Effect of particle stiffness on glassy dynamics of dense colloidal liquids in the Bulk and Confined Regimes

``Fragile'' glassy materials show a non-Arrhenius dependence of relaxation time with temperature close to the glass transition and have been extensively studied for molecular glass formers as model ``hard-sphere'' colloidal suspensions, but we lack a complete understanding of ``strong'' glass formers which show an Arrhenius dependence on temperature approaching the glass transition. In this work, we investigate the glassy dynamics of microgels of varied particle stiffness in dense aqueous suspensions using confocal microscopy.
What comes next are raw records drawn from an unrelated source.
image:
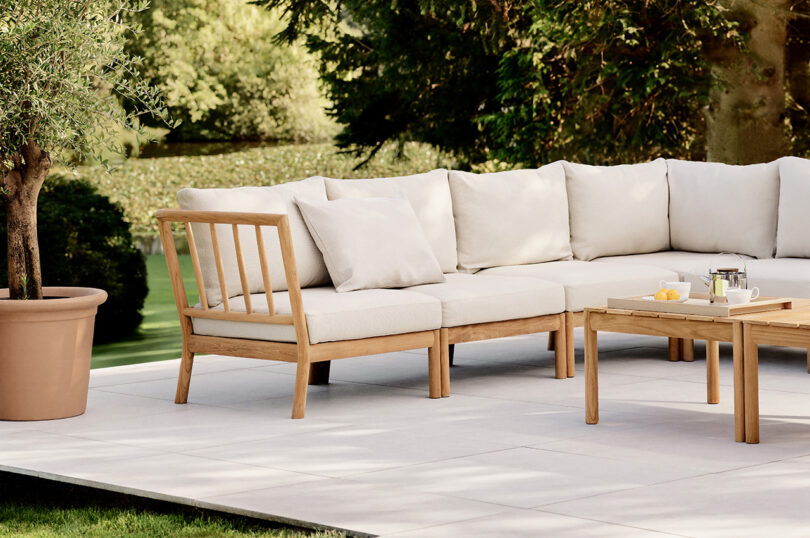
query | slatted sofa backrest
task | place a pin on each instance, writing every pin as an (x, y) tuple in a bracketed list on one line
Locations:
[(168, 216)]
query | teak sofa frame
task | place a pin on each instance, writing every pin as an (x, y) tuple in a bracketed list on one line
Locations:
[(312, 359)]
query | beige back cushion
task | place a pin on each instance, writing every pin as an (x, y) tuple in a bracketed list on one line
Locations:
[(429, 195), (275, 199), (718, 207), (618, 210), (510, 218), (793, 229)]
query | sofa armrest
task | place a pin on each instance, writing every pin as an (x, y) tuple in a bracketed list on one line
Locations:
[(166, 217)]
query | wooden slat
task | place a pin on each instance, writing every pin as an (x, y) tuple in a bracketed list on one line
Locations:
[(619, 312), (223, 288), (219, 217), (501, 329), (238, 347), (195, 262), (674, 328), (293, 285), (240, 261), (370, 346), (238, 316), (268, 289)]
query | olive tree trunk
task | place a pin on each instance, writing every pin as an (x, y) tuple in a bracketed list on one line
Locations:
[(746, 113), (23, 183), (798, 76)]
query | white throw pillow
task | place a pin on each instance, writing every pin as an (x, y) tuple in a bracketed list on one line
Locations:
[(618, 210), (793, 230), (429, 195), (510, 218), (276, 199), (371, 243), (717, 207)]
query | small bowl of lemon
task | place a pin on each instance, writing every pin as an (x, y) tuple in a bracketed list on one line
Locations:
[(668, 295)]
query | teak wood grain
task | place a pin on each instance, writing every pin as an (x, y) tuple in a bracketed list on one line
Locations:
[(681, 330), (302, 352)]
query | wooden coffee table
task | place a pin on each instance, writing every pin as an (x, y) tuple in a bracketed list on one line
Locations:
[(684, 326), (788, 328)]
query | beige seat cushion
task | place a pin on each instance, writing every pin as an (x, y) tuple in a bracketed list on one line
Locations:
[(618, 209), (781, 277), (333, 316), (429, 194), (508, 218), (591, 283), (688, 265), (275, 199), (468, 299)]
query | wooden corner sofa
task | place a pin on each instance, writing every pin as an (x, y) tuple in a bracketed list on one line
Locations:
[(521, 252)]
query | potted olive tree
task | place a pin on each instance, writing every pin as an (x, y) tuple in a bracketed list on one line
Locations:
[(63, 70)]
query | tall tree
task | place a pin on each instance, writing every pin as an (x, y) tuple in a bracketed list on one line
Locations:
[(62, 70), (746, 114), (535, 80)]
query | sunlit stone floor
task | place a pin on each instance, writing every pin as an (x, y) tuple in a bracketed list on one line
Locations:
[(508, 454)]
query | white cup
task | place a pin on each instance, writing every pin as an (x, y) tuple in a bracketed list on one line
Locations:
[(681, 287), (741, 296)]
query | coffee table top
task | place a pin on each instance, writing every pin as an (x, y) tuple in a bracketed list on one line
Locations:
[(798, 315)]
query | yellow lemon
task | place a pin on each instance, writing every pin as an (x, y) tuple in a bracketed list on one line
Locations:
[(673, 295)]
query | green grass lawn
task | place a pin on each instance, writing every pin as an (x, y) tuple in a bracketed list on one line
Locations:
[(45, 522), (159, 336)]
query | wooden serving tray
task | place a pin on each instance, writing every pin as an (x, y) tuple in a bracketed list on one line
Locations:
[(698, 304)]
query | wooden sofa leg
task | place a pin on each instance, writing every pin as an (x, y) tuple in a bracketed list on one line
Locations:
[(556, 340), (444, 346), (687, 349), (184, 378), (435, 366), (319, 373), (301, 382), (569, 343)]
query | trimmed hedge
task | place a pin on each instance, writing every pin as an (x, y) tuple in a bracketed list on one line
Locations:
[(142, 186), (84, 240)]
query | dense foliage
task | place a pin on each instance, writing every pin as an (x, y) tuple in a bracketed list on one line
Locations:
[(143, 185), (63, 69), (222, 74), (85, 241), (523, 81)]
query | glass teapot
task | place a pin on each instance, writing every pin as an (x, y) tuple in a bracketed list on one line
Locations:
[(722, 279)]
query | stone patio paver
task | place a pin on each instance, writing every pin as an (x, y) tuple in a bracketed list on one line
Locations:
[(508, 454)]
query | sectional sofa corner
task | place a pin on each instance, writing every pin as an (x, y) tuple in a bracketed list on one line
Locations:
[(523, 251)]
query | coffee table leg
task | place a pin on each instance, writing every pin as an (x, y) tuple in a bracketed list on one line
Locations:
[(591, 373), (712, 371), (674, 349), (687, 349), (739, 383), (751, 374)]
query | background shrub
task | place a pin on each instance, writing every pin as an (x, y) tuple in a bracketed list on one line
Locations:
[(85, 241), (221, 72)]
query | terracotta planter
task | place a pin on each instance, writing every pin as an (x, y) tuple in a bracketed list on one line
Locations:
[(45, 349)]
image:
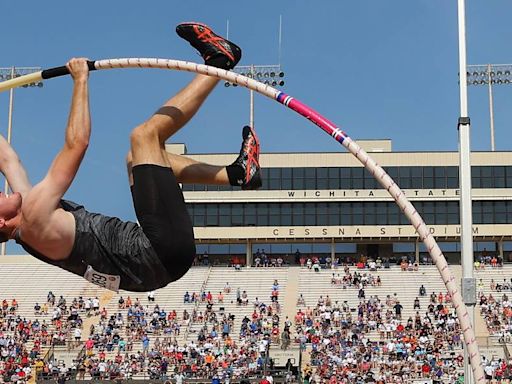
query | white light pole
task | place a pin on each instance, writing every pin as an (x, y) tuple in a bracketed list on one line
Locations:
[(490, 75), (468, 281), (267, 74), (7, 74)]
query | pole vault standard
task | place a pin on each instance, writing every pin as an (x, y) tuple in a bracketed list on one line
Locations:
[(327, 126)]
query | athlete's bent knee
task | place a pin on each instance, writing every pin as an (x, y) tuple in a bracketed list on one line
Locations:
[(142, 134)]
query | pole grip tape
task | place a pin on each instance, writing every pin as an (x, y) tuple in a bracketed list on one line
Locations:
[(62, 71)]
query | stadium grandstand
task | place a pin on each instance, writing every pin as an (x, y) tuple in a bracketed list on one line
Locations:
[(316, 278)]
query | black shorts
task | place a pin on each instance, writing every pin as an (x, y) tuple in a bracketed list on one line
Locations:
[(162, 214)]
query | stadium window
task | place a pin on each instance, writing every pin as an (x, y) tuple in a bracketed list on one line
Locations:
[(369, 214), (381, 210), (487, 177), (298, 178), (439, 177), (452, 177), (428, 177), (322, 214), (333, 210), (286, 214), (274, 182), (224, 221), (369, 181), (322, 181), (237, 215), (225, 215), (393, 213), (345, 214), (453, 214), (250, 214), (212, 215), (499, 177), (264, 178), (334, 178), (416, 177), (298, 214), (262, 214), (508, 205), (487, 212), (309, 214), (404, 180), (476, 181), (310, 178), (358, 178), (477, 212), (393, 173), (286, 178), (274, 214), (357, 214), (345, 178), (500, 212), (508, 177)]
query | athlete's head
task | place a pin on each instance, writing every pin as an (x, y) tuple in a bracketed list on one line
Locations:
[(10, 206)]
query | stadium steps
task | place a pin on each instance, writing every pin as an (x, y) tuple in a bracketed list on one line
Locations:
[(290, 296), (168, 298), (257, 282)]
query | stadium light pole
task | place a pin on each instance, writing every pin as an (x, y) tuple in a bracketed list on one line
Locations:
[(490, 74), (8, 73), (267, 74), (468, 282)]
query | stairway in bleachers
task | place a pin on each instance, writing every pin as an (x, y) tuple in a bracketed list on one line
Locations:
[(257, 282)]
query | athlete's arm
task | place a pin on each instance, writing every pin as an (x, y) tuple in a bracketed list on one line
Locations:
[(65, 165), (11, 168)]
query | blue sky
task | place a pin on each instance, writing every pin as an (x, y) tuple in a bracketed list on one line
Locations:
[(379, 69)]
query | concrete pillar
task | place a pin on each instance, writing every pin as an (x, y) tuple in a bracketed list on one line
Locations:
[(500, 250), (417, 251), (248, 254)]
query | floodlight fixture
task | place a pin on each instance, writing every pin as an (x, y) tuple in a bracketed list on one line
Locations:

Poly(N-isopropylacrylamide) (PNIPAM) microgel particles of variable stiffness in aqueous media are synthesized by free radical polymerization with varied cross-linking density. We investigate five separate crosslinking densities to fully encompass the transition from ``soft'' to ``stiff'' glasses. We have observed that the dynamic heterogeneity is more pronounced as stiffness increases, indicating the effect of fragility on glassy dynamics of dense colloidal liquids. Furthermore, when the ``soft'' glasses are confined between two solid surfaces at a gap spacing of several particle diameters, particle motions become arrested with notably increasing dynamic length scales at smaller volume fractions, suggesting the enhanced fragility by special confinement.